CDLUC3 / ezid

CDLUC3 ezid
MIT License
11 stars 4 forks source link

[TEST] Dual Write (DB and OpenSearch) Failiure Alert, Transaction Rollback, and Re-queued Update #684

Closed adambuttrick closed 2 weeks ago

adambuttrick commented 2 months ago

See ticket https://github.com/CDLUC3/ezid/issues/696 for information about queued task error handling.
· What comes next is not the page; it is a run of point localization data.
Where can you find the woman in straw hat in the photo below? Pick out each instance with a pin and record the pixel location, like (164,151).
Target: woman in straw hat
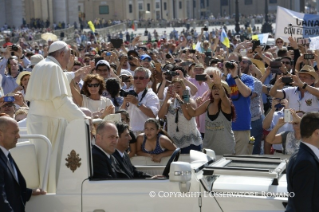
(219,114)
(22,81)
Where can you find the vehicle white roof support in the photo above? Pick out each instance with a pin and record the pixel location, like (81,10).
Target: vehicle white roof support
(47,161)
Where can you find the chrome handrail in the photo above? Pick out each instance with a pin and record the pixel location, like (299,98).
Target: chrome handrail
(49,149)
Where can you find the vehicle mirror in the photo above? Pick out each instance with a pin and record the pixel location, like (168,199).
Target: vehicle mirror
(181,172)
(210,153)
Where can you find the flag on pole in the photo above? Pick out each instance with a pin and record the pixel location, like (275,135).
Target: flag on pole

There are about 5 tasks that use the same pattern as OpenSearch where they log failures to the database but don't retry or notify.


Describe the functionality to be tested We need to verify that the dual write process (DB and OpenSearch) fails gracefully and maintains data consistency when an error occurs during the update transaction, as described in #640.

Describe the test scenario

In the test environment for OpenSearch:

  1. Create a sample identifier with associated metadata.
  2. Trigger an update event for the identifier.
  3. Simulate various types of failures in updating the database and OpenSearch index.
  4. Verify alert is received.
  5. Verify daemon re-queues failed task.

Expected outcome

  1. The update process should detect the simulated failure.
  2. The transaction should be rolled back, reverting both the database and OpenSearch index to their previous states.
  3. An exception should be raised and logged.
  4. The failed update should be added back to the queue for retry.
  5. The database and OpenSearch index remain in sync and consistent with each other after failed updated is processed.

Who would benefit from this test? Devs responsible for maintaining the integrity of the search index.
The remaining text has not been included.